What should be monthly income to live in Malaysia with family?

what is the cost of living in Malaysia - for example - monthly room rent charge?

please suggest. thanks.


----------



## Matteo_ (Jul 12, 2014)

Hi, since I am moving to KL in September with my girlfriend (a lot of Visa problems for her), I have checked the cost of living just surfing the web. In my opinion a good point to start with is NUMBEO. It is a website that gives you an idea of costs (water, milk, gym, taxi, rental etc etc).
I understood that the cost of living really varies and basically it is up to you, I mean that you can survive spending 2000RM per month or you can not be satisfied of your lifestyle spending 10000RM. I found out prices for a nice apartment (2 bedrooms) starting from 3000RM per month.


----------



## RAKA1 (Nov 12, 2013)

Matteo_ said:


> Hi, since I am moving to KL in September with my girlfriend (a lot of Visa problems for her), I have checked the cost of living just surfing the web. In my opinion a good point to start with is NUMBEO. It is a website that gives you an idea of costs (water, milk, gym, taxi, rental etc etc).
> I understood that the cost of living really varies and basically it is up to you, I mean that you can survive spending 2000RM per month or you can not be satisfied of your lifestyle spending 10000RM. I found out prices for a nice apartment (2 bedrooms) starting from 3000RM per month.

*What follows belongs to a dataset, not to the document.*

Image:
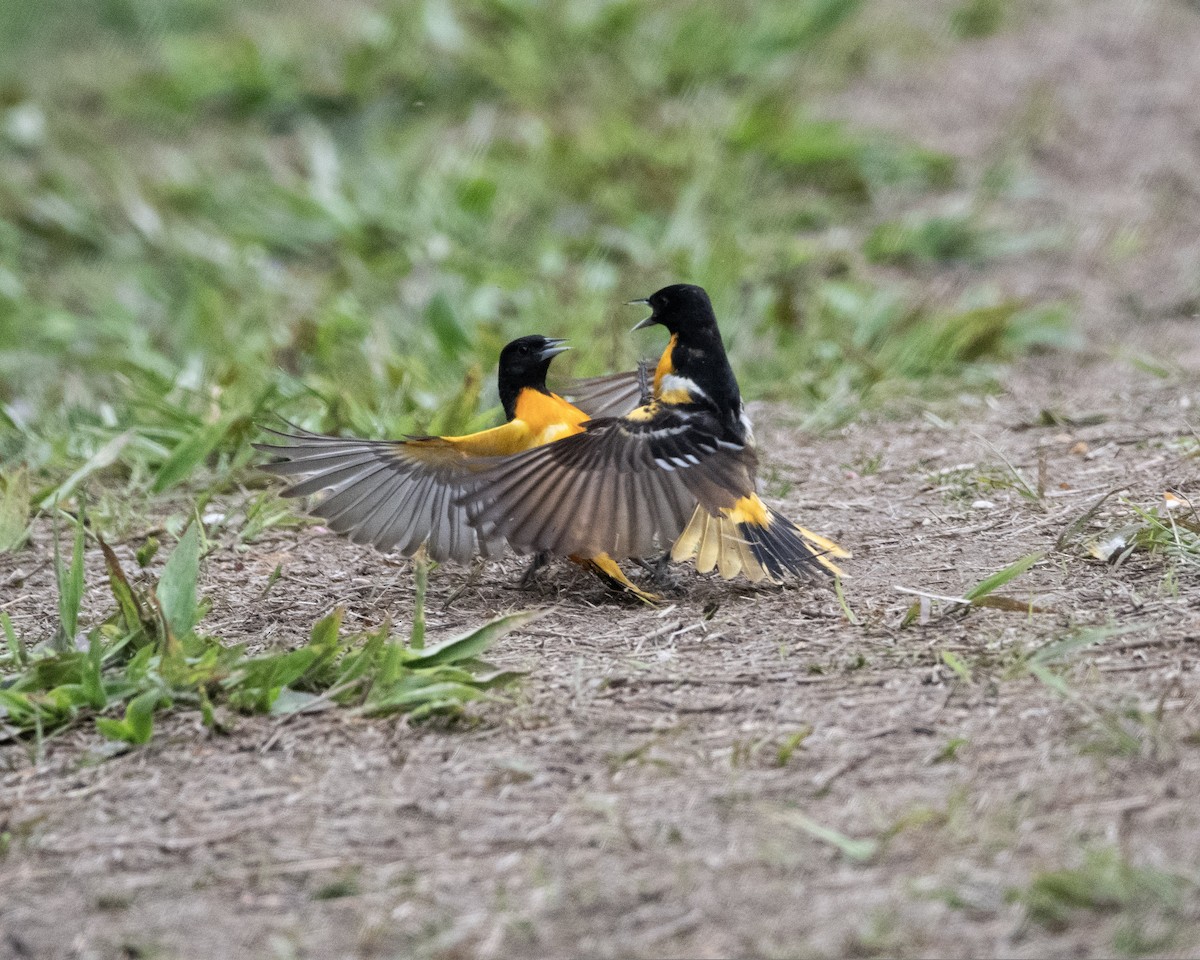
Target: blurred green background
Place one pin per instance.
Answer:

2 bedroom furnished apartment is easily available in 1200-1500 range.


----------



## sksportcar (Aug 10, 2014)

Agree with RAKA. I'm currently living in 3 rooms apartment fully finish in KL just RM1000/month. U must survey first go get a good price.


----------



## Matteo_ (Jul 12, 2014)

Yes, it depens.... Now iam in KL and Im living in Mont Kiara in a beautiful condo for 2800 per month


----------